-2

I am having difficulty with writing a script in R.

What I am trying to get is:

  • I have a list of Product Codes and Product Descriptions. What I am trying to get is the view in table 2 with MinPercentile >=0.95, MinPercentile >=0.80 and MinPercentile >=0.60 columns filled in. The rule for MinPercentile >=0.95 is:

if the value in the Percentile column is greater or equals to 0.95, and this value is the closest to 0.95 at the same time (so if there were two values say 0.98 and 0.99 then I would be interested in 0.98 since it is closer to 0.95) then bring in the invoice price appearing for that value for tat prodcode to column MinPercentile >=0.95. So looking at the table one 4.19 is the invoice price for the percentile 0.956 which is the closest to 0.95.

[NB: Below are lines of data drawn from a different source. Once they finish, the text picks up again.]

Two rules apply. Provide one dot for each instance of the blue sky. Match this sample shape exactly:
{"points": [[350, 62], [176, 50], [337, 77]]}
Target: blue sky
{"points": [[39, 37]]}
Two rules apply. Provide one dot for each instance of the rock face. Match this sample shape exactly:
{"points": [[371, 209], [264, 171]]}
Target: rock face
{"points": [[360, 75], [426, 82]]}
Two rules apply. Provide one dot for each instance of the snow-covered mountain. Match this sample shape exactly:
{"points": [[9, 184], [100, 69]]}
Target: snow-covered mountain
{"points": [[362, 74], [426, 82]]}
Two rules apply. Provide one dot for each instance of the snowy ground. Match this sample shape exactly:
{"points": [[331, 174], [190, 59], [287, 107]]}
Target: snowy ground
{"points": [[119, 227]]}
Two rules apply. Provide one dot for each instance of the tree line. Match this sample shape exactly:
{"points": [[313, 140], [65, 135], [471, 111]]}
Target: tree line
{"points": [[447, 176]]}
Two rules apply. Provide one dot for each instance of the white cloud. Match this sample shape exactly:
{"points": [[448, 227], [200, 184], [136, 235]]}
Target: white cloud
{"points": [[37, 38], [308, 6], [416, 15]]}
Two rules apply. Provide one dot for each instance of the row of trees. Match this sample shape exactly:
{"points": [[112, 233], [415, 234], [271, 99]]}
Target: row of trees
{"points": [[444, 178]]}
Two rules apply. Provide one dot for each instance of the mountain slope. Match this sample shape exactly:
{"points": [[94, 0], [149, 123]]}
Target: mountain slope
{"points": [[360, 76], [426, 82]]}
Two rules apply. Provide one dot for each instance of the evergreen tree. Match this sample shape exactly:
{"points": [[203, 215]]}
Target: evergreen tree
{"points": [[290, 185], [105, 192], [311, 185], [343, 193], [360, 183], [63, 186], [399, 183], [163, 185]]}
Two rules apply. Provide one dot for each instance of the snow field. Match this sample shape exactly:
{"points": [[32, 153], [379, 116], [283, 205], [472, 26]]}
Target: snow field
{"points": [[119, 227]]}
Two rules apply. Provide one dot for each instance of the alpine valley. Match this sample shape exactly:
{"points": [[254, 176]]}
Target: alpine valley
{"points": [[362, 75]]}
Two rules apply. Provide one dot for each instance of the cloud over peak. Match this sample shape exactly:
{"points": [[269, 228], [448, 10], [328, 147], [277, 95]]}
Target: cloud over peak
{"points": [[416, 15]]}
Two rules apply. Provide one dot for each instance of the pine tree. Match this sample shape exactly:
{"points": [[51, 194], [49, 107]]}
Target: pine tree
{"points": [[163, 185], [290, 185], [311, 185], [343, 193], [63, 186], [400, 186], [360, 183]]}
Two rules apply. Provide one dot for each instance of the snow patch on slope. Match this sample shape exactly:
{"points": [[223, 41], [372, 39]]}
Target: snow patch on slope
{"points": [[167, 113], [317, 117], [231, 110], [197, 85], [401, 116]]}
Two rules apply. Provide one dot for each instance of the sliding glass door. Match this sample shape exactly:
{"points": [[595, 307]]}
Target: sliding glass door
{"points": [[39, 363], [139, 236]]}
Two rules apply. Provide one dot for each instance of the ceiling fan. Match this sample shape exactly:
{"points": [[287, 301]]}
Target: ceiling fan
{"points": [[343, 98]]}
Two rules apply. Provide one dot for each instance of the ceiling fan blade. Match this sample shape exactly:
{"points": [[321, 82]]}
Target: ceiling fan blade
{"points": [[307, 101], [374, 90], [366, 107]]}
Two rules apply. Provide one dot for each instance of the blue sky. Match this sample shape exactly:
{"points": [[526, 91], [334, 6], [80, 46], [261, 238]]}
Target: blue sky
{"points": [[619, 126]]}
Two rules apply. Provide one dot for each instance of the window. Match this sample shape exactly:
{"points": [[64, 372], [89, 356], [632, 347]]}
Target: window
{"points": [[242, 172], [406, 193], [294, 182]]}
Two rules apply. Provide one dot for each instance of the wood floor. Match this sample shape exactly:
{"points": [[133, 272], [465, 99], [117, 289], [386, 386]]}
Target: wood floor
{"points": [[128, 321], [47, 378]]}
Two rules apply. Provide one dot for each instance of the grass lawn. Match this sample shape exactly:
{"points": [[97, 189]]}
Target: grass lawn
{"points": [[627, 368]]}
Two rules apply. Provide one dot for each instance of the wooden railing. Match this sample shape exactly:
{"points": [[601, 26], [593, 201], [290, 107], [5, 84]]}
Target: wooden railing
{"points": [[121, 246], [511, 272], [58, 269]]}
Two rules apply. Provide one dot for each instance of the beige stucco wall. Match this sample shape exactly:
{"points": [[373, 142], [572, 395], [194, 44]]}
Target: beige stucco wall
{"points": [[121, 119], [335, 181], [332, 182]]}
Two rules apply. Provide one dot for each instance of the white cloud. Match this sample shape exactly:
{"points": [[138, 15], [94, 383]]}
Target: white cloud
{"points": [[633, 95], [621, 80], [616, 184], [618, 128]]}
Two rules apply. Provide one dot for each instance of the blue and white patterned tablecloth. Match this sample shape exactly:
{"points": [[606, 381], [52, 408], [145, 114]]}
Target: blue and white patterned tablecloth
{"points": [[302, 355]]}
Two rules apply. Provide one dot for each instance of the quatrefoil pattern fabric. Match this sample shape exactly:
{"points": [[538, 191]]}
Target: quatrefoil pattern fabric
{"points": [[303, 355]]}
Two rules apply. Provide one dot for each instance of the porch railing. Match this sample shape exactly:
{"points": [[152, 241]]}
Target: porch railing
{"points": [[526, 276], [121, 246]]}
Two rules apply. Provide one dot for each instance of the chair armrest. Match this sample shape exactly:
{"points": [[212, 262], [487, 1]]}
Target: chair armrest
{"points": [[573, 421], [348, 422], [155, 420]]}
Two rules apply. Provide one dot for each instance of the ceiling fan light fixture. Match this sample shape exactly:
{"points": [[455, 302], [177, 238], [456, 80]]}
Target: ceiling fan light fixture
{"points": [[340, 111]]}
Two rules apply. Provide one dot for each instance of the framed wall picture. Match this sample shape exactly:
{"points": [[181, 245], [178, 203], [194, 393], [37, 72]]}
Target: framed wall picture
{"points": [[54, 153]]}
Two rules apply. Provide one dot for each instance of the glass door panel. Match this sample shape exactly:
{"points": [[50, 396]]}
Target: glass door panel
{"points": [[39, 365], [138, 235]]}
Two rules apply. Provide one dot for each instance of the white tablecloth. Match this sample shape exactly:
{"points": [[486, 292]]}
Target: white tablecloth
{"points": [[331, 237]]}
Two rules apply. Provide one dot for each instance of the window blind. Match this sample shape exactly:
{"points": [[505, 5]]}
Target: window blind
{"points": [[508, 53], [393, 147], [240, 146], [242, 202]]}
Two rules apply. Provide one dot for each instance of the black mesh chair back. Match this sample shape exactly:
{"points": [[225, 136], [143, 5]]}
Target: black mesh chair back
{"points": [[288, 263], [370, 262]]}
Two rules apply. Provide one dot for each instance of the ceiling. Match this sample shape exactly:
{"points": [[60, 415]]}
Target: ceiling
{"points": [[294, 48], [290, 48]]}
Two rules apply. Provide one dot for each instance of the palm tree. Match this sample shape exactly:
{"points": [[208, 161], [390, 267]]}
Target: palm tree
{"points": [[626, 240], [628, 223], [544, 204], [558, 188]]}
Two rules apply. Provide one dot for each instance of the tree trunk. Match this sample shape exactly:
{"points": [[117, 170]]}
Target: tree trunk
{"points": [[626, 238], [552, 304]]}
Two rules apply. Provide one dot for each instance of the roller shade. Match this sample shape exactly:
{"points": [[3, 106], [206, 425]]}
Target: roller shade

The same rule applies to other two columns though only the value criteria are different, we are looking at >= 0.80 and >= 0.60 and again need to bring the invoice price for the closest to 0.60 and 0.80 percentile values into my MinPercentile >=0.80 and MinPercentile >=0.60 columns.

Ideally I am looking to create Table 2 at the product code level that is a summary of table 1, meeting described by me criteria. I hope it makes sense. I would really appreciate help with that.

Appreciate your effort.

enter image description here

  • Why is this tagged javascript? – Axeman Feb 06 '17 at 11:57
  • Also, please read the info about [how to ask a good question](http://stackoverflow.com/help/how-to-ask) and how to give a [reproducible example](http://stackoverflow.com/questions/5963269). This will make it much easier for others to help you. Giving data as an image is not very helpful, since no-one is going to type that in manually. In addition, please show what you have tried so far, and why it is going wrong. – Axeman Feb 06 '17 at 11:59
  • `dat <- data.frame(prod = c(rep('A', 9), rep('B', 3)), perc = c(.1, .2, .3, .36, .61, .8, .946, .956, .97, .3, .81, .98), price = runif(12, min = 2, max = 4)) ` – GGamba Feb 06 '17 at 13:14

1 Answers1

0

With dplyr and tidyr:

dat <- data.frame(prod = c(rep('A', 9), rep('B', 3)), 
                  perc = c(.1, .2, .3, .36, .61, .8, .946, .956, .97, .3, .81, .98), 
                  price = runif(12, min = 2, max = 4))   

dat %>% 
    # Group by product and percentile range
    group_by(prod, 
             group = cut(perc, 
                         breaks = c(.6, .8, .95, 1), 
                         labels = c('Perc6', 'Perc8', 'Perc95')
                        )
    ) %>% 
    # Make sure percentile are sorted in each group
    arrange(perc) %>% 
    # Take just the first
    slice(1) %>% 
    # Drop percentile column
    select(-perc) %>%
    # Format as desired 
    spread(group, price)

Source: local data frame [2 x 5]
Groups: prod [2]

    prod    Perc6    Perc8   Perc95   `<NA>`
* <fctr>    <dbl>    <dbl>    <dbl>    <dbl>
1      A 2.633812 2.020161 3.505599 2.067004
2      B       NA 2.709279 2.126438 3.586837

Pls note that it does not achieve exactly what you asked as it will divide the percentiles in 'hard' groups. E.g.: For Product B, Perc>=.6 will be NA, as there are no records between .6 and .8, it will only fill the Perc>=.8. It will also have a 'NA' where it lists the value of the lowest percentile.. You can drop it.
There are probably better and more efficient ways to do this, that's the first thing that came to mind.

GGamba
  • 13,140
  • 3
  • 38
  • 47